Loading an scVI model from a pytorch lightning checkpoint

I want to be able to evaluate the scvi model every n epochs on a benchmark. Therefore, I am trying to save the model every n epochs and loading it again in order to run the benchmark on each saved model. The only way I have found to save the model every n epochs is using the ModelCheckpoint callback and passing it to the train method. Loading from the saved checkpoint requires to convert the .ckpt file into a file that can be read by the scvi.model.SCVI.load method. Is this somehow possible or is there another way to achieve what I am trying to do?

Unfortunately, as far as I can tell, Lightning’s model checkpointing is not compatible with our load function out-of-the-box because we provide the PyTorch module as an init argument for our LightningModule wrapper. Some potential solutions that may be worth investigating:

  1. Subclassing ModelCheckpoint and overriding its methods (I think _save_checkpoint might work) to save the model in a way that is compatible with scvi-tools loading
  2. Running your benchmark within the training loop, depending on how complex it is. If the benchmark is simple, you can do this using scvi.train._callbacks.MetricsCallback, which takes in a set of functions (each of which takes in the model as an argument) to compute some metrics, which are then logged with Lightning.
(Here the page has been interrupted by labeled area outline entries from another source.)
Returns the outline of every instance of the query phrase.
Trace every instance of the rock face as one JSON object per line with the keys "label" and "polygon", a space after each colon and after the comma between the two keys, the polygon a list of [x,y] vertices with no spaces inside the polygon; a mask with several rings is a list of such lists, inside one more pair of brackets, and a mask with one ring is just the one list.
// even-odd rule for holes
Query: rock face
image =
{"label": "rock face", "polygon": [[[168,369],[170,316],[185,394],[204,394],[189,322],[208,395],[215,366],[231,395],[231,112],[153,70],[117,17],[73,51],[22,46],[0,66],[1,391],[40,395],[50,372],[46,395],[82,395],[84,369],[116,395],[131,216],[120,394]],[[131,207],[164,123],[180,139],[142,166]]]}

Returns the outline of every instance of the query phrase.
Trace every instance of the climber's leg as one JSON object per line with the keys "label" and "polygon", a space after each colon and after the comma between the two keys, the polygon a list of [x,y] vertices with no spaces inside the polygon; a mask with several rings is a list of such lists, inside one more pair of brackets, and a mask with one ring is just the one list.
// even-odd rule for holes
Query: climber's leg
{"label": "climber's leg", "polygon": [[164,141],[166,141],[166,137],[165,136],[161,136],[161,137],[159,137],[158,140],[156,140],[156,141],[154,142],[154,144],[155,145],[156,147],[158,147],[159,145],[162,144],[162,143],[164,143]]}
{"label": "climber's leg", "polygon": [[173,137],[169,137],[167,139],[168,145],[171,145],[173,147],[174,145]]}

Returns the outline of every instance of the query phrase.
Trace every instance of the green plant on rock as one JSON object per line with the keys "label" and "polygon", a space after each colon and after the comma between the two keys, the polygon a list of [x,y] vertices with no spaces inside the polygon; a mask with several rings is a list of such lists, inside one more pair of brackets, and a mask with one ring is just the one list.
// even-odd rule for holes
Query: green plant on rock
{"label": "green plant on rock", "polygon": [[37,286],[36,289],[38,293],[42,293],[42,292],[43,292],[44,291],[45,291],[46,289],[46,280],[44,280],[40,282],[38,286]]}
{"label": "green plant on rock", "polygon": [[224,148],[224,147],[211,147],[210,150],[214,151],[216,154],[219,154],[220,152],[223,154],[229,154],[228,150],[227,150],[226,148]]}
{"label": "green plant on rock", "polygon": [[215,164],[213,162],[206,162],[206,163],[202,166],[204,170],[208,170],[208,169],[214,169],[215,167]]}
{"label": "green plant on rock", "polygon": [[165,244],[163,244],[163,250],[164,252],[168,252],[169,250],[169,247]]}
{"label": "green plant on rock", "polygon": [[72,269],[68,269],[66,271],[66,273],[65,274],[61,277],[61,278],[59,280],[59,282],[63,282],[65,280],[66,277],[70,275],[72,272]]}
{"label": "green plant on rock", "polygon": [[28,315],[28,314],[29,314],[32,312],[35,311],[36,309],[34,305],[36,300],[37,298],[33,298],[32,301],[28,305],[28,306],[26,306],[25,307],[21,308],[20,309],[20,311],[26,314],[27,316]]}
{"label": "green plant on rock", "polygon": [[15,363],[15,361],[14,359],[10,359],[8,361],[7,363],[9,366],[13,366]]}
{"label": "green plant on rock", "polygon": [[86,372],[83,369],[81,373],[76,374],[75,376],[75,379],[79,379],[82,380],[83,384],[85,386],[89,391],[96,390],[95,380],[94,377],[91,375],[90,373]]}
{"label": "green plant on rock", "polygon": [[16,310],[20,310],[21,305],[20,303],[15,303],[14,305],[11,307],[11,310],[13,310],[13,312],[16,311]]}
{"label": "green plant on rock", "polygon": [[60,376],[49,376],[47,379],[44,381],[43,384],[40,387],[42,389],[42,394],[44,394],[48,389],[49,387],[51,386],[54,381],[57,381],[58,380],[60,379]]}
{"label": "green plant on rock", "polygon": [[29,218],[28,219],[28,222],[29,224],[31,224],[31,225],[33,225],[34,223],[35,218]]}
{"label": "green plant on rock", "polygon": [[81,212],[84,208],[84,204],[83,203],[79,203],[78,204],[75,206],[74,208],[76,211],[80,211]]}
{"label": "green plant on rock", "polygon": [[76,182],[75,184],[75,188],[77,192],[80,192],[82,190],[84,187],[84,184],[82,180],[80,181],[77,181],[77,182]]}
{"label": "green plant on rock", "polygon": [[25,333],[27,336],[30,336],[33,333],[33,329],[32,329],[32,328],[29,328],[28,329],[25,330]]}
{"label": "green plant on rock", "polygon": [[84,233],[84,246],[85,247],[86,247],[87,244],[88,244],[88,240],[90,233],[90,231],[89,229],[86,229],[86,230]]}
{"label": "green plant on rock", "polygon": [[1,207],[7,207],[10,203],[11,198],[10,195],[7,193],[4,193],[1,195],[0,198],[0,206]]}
Thank you for the response. I used the approach of subclassing the ModelCheckpoint class and overwriting the _save_checkpoint method. The only thing I struggled with is that saving the model during training leads to the model that is saved being untrained and hence not loadable. I used the work around that I change the trained parameter manually before and after saving the model. Is there another work around for the issue?
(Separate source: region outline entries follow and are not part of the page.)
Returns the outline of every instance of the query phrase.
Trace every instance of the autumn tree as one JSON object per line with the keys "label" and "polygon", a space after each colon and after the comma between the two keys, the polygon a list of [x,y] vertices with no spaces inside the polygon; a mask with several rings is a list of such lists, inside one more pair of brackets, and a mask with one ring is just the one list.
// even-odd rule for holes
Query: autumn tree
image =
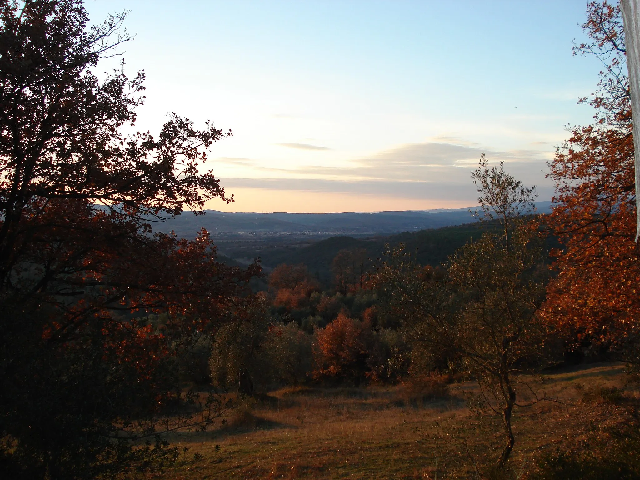
{"label": "autumn tree", "polygon": [[[0,470],[10,477],[111,478],[163,457],[159,419],[198,400],[176,365],[253,302],[257,265],[217,262],[204,231],[152,232],[150,218],[227,199],[200,172],[230,132],[175,115],[157,136],[122,132],[144,75],[93,70],[129,40],[124,17],[88,28],[79,0],[0,1]],[[206,424],[208,412],[181,424]]]}
{"label": "autumn tree", "polygon": [[351,380],[359,385],[369,370],[367,358],[371,343],[371,326],[341,312],[337,318],[316,333],[317,378]]}
{"label": "autumn tree", "polygon": [[337,291],[346,295],[349,291],[362,289],[370,263],[364,248],[345,248],[339,252],[331,264]]}
{"label": "autumn tree", "polygon": [[[537,231],[522,218],[533,211],[533,189],[484,156],[473,173],[481,194],[476,214],[497,223],[458,250],[446,270],[425,268],[401,248],[374,277],[389,314],[397,318],[431,368],[455,368],[475,378],[479,404],[500,419],[497,467],[515,438],[516,374],[540,364],[545,329],[537,314],[544,299],[543,259]],[[541,276],[543,278],[540,278]]]}
{"label": "autumn tree", "polygon": [[545,218],[562,248],[555,252],[545,314],[570,348],[599,346],[625,354],[637,337],[640,257],[634,243],[633,125],[619,6],[591,2],[583,28],[604,68],[595,96],[593,124],[572,128],[556,152],[552,212]]}

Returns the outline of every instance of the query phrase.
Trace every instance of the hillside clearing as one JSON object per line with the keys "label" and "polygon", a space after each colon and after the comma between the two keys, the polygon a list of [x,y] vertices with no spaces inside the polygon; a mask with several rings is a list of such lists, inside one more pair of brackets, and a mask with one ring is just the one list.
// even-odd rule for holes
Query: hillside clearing
{"label": "hillside clearing", "polygon": [[[623,387],[624,373],[621,364],[596,364],[546,376],[541,391],[563,403],[518,409],[512,467],[531,471],[541,451],[573,443],[594,425],[623,421],[623,407],[602,392]],[[176,435],[172,443],[189,449],[185,458],[202,458],[150,477],[467,477],[473,470],[461,451],[465,442],[478,460],[492,448],[481,426],[469,428],[477,424],[462,396],[474,389],[454,385],[448,398],[424,403],[401,387],[282,389],[250,411],[236,410],[218,429]],[[463,427],[464,438],[458,436]]]}

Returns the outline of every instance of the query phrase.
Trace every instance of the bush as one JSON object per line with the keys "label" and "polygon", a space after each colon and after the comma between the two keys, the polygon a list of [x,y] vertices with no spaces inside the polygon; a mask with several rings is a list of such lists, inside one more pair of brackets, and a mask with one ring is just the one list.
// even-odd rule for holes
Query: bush
{"label": "bush", "polygon": [[359,385],[366,378],[369,347],[372,340],[368,323],[349,318],[343,311],[324,328],[318,330],[316,336],[316,378],[331,377]]}
{"label": "bush", "polygon": [[311,372],[313,337],[295,322],[276,323],[269,328],[263,346],[264,356],[280,383],[294,387]]}

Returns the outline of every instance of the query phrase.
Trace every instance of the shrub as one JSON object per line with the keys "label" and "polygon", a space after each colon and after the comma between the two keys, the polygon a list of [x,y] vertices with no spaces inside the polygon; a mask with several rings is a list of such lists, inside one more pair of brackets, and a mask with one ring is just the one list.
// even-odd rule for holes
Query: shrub
{"label": "shrub", "polygon": [[367,358],[372,334],[368,323],[349,318],[341,312],[335,320],[316,332],[314,376],[349,380],[358,385],[369,370]]}
{"label": "shrub", "polygon": [[263,350],[273,374],[281,383],[297,386],[311,372],[313,337],[295,322],[269,328]]}

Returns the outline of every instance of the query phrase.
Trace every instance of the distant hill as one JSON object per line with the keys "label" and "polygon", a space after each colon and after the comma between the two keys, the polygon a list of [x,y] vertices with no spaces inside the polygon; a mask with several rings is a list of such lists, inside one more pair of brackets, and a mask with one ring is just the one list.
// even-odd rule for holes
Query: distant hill
{"label": "distant hill", "polygon": [[[545,213],[550,202],[538,204]],[[376,213],[226,213],[207,210],[204,215],[185,212],[156,223],[156,231],[173,230],[179,236],[193,238],[202,228],[214,235],[225,234],[314,234],[376,235],[415,232],[475,221],[468,209],[424,211],[388,211]]]}
{"label": "distant hill", "polygon": [[386,244],[395,246],[402,243],[408,252],[415,255],[418,262],[436,266],[446,262],[450,255],[469,240],[479,237],[482,231],[481,224],[476,223],[367,239],[332,237],[296,250],[266,248],[260,252],[260,257],[262,264],[269,268],[282,263],[303,263],[312,275],[328,284],[332,278],[332,261],[341,250],[364,248],[369,257],[376,260],[384,253]]}

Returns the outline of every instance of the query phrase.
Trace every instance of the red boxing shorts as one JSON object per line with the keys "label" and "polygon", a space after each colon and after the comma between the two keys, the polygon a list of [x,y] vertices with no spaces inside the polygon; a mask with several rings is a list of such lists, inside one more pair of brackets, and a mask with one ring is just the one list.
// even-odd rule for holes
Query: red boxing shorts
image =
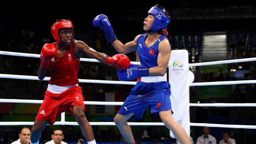
{"label": "red boxing shorts", "polygon": [[67,111],[73,114],[71,106],[76,105],[82,106],[86,112],[82,88],[79,86],[72,87],[59,94],[46,91],[36,120],[50,120],[49,124],[52,125],[62,113]]}

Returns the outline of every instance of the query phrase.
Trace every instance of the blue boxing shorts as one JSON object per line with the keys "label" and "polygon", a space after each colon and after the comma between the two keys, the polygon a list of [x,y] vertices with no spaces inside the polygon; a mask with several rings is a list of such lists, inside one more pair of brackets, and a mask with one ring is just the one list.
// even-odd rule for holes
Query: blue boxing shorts
{"label": "blue boxing shorts", "polygon": [[159,116],[159,112],[171,109],[170,95],[171,86],[167,81],[148,83],[138,81],[118,113],[122,115],[134,113],[132,118],[141,118],[149,106],[151,113]]}

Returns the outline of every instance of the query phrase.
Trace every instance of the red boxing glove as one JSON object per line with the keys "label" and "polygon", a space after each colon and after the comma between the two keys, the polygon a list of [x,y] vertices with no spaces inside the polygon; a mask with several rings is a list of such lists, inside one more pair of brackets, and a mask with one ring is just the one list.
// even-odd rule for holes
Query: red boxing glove
{"label": "red boxing glove", "polygon": [[119,70],[125,70],[129,67],[131,64],[130,59],[123,54],[117,54],[107,59],[107,64],[109,65],[115,66]]}
{"label": "red boxing glove", "polygon": [[140,81],[141,80],[141,77],[138,77],[137,78],[137,80],[136,81],[136,82],[138,82],[138,81]]}
{"label": "red boxing glove", "polygon": [[47,69],[50,66],[50,60],[54,56],[57,55],[56,46],[52,44],[46,44],[43,46],[41,50],[40,67],[42,69]]}

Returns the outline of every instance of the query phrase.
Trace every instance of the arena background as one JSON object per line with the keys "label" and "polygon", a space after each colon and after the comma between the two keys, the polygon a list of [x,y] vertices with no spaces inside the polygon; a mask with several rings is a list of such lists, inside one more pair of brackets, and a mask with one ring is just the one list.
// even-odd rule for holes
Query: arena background
{"label": "arena background", "polygon": [[[51,2],[49,5],[22,5],[17,8],[8,5],[8,10],[1,10],[0,50],[39,54],[45,43],[54,41],[50,28],[57,19],[69,19],[72,22],[75,39],[84,42],[98,51],[112,55],[117,52],[107,42],[99,28],[92,25],[94,17],[100,14],[106,15],[118,39],[125,43],[144,32],[143,22],[147,12],[158,4],[164,6],[171,16],[167,31],[173,49],[187,50],[190,63],[256,56],[256,3],[253,1],[142,1],[139,4],[124,2],[119,5],[116,2],[100,4],[94,2],[90,5],[75,2],[61,4]],[[18,4],[16,4],[16,6]],[[14,10],[13,8],[16,12],[11,14],[10,11]],[[216,34],[226,35],[226,49],[221,51],[226,51],[226,56],[219,56],[213,52],[212,55],[203,52],[206,51],[203,49],[204,44],[207,44],[204,43],[205,36]],[[127,56],[131,60],[135,60],[134,53]],[[87,57],[84,55],[83,57]],[[0,73],[36,76],[39,63],[39,59],[0,55]],[[194,82],[203,82],[255,80],[255,68],[256,64],[252,62],[192,67],[191,70],[195,76]],[[114,67],[100,63],[81,63],[78,78],[104,80],[111,77],[112,80],[118,80]],[[0,98],[43,100],[47,84],[45,81],[0,78]],[[114,93],[115,101],[124,101],[132,87],[84,83],[79,85],[83,90],[84,100],[92,101],[107,101],[105,96]],[[190,87],[190,102],[254,103],[256,101],[256,93],[254,84],[193,87]],[[0,121],[33,121],[40,105],[0,103]],[[115,106],[113,111],[105,106],[89,105],[86,116],[90,122],[113,121],[119,107]],[[255,125],[255,110],[254,107],[191,107],[190,122]],[[146,112],[144,121],[150,122],[148,111]],[[73,116],[68,113],[66,114],[66,121],[75,121]],[[57,120],[59,120],[59,118]],[[132,119],[130,121],[135,121]],[[25,126],[30,129],[32,127],[0,127],[0,143],[10,143],[17,139],[20,130]],[[131,127],[133,130],[134,127]],[[92,127],[97,142],[123,140],[116,126]],[[151,127],[144,127],[148,132],[145,141],[151,141]],[[50,140],[52,130],[57,128],[63,129],[63,141],[69,143],[76,142],[78,138],[85,139],[78,126],[51,126],[43,131],[40,142]],[[170,137],[169,130],[164,126],[161,128],[163,130],[163,142],[174,142],[175,140]],[[191,128],[191,135],[195,143],[197,137],[203,134],[202,128]],[[255,130],[211,128],[210,134],[216,138],[218,143],[222,138],[224,130],[231,132],[231,137],[237,143],[256,143]]]}

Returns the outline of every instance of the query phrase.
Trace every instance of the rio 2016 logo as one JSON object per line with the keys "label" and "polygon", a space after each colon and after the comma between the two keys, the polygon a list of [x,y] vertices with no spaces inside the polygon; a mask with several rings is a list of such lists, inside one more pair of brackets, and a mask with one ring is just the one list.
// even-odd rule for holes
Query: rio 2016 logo
{"label": "rio 2016 logo", "polygon": [[184,70],[184,69],[182,68],[183,66],[183,64],[182,63],[179,62],[178,60],[176,60],[173,62],[172,66],[173,66],[172,71],[174,72],[174,74],[176,75],[180,75],[182,74],[182,71]]}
Hi @LeanderDiazBone @martinkim0, we’ve had a similar problem. We are running long-training jobs and would like to save at various checkpoints and compare model performance. Our workaround is as follows:

Do your model training with a checkpoint callback. It looks something as follows:

import pytorch_lightning.callbacks as pl_callbacks
import copy
import scvi


SCVI_TRAIN_KWARGS = {
    "max_epochs": 10,
    "use_gpu": False,
    "batch_size": 32,
    "enable_checkpointing": True,
}

# pytorch lightning checkpoint callback
model_checkpoint_callback = pl_callbacks.ModelCheckpoint(
        dirpath=model_dir,
        filename="model_{epoch}",
        every_n_train_steps=100,
        save_last=True,
        save_top_k=-1,
        verbose=True,
    )

scvi_train_kwargs = copy.deepcopy(SCVI_TRAIN_KWARGS)
scvi_train_kwargs["callbacks"] = [
    model_checkpoint_callback
]

scvi.model.SCVI.setup_anndata(adata, batch_key=BATCH_KEY, layer="counts")

model = scvi.model.SCVI(
    adata,
    n_latent=265,
    n_layers=2,
    encode_covariates=True,
)

model.train(**scvi_train_kwargs)
model.save(f"{model_dir}/model.pt", overwrite=True)

load the model, load the checkpoint, and apply the checkpoint to the model after some surgery:

import torch
from collections import OrderedDict

model.load(f"{model_dir}/model.pt", adata=adata)

checkpoint_path = f'{model_dir}/model_epoch=0.ckpt'
checkpoint = torch.load(checkpoint_path, map_location=torch.device('cpu'))

# go through the OrderedDict and trim "module." from the keys
state_dict_out = OrderedDict()
for k , v in checkpoint['state_dict'].items():
    state_dict_out[k.replace('module.','')] = v

checkpoint['state_dict'] = state_dict_out
model.module.load_state_dict(checkpoint['state_dict'])

This is obviously not an idea way to handle the state, but should get the weights in the right place. It is not known if there is some additional underlying state configuration that this method is missing.